As guerras movidas contra tudo que seja modernidade são tão antigas que todos conhecemos casos. Ainda bem recentemente, na Web Summit de 2017, um robô disse que iam substituir empregos mais rapidamente do que alguém pensaria. No fundo, estes ‘eletrónicos’ são os robôs dos táxis - que, apanhados na velocidade da modernização, continuam a «construir muros quando o vento é forte, em vez de moinhos aproveitando o vento»!

Os ‘eletrónicos’ estão ilegais? Estão, pelo menos até 2 de Novembro! Alguém nota? Não! Alguém os combate? Não! Segundo me constou, até haverá duas decisões de tribunal que, perante a ilegalidade dos ‘eletrónicos’, se confessaram incapazes de julgar porque não há lei em vigor! Neste aspeto, os táxis têm razão? Toda! A permissividade da autoridade mina este tema, como tantos outros neste país.

Mas há algo que muito ajuda a que isto suceda: os táxis e os taxistas! Os táxis porque, sendo na maioria dos modelos demasiado antigos ou desconfortáveis, não conseguem concorrer com a modernidade confortável dos ‘eletrónicos’. Os taxistas porque, com algumas exceções, como os da MyTaxi, são capazes de tirar do sério qualquer cidadão, tanta é a sua agressividade a conduzir ou no trato com os clientes. Um exemplo? Experimentem entrar num táxi no aeroporto de Lisboa e pedir para fazer um trajeto curto...

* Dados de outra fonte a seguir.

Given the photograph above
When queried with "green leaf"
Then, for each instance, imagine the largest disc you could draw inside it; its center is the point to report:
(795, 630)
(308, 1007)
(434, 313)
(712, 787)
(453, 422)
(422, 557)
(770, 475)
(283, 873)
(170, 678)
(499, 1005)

Estar na Avenida da Liberdade em protesto pode ter visibilidade. Mas uma coisa eu sei: neste período, nunca tantos utilizaram os ‘eletrónicos’. E garanto que uma percentagem alta ficará facilmente ‘viciada’.

 

P.S. 1 - Não atribuir o prémio de ‘golo do ano’ a Cristiano Ronaldo mostrou bem a mediocridade de quem atribui os prémios. CR não precisa, porque está na história do futebol, qualquer que seja o seu rendimento na Juventus. Mas alguém conhece o nome desses medíocres?

 

P.S. 2 - Este caso da PGR ficou lamentavelmente politizado, num setor que devia estar acima das políticas comezinhas. Aliás, como se viu na reação intempestiva mas eufórica de Sócrates, antes de se perceber o significado real desta decisão - como aconselharia a mais elementar prudência. O tempo irá trazer a verdade ao de cima, como sucede com o azeite e a água. Desde há muito defensor da independência real da Justiça face ao poder político, aqui deixo um pedido final: Dra. Lucília Gago, honre a Justiça e, sobretudo, nunca tire a venda!

 

P.S. 3 - Estive na IV Cimeira do Turismo Português, uma iniciativa louvável da Confederação do Turismo de Portugal e do seu presidente, Francisco Calheiros. Painéis super interessantes, sobretudo sobre os problemas reais do atual aeroporto de Lisboa que se encontra super congestionado, com níveis de ocupação que só podem gerar atrasos no movimento dos aviões. Fiquei preocupado quando se diz que só em 2022 teremos a alternativa do Montijo, ainda pendente de pareceres ambientais. Mas para mim, de um outro painel em que intervieram diversos autarcas nacionais, retive as ideias clarividentes de Paulo Cafofo, presidente do Município do Funchal, e fiquei com a convicção de que irá a breve trecho acabar com a hegemonia laranja na Madeira.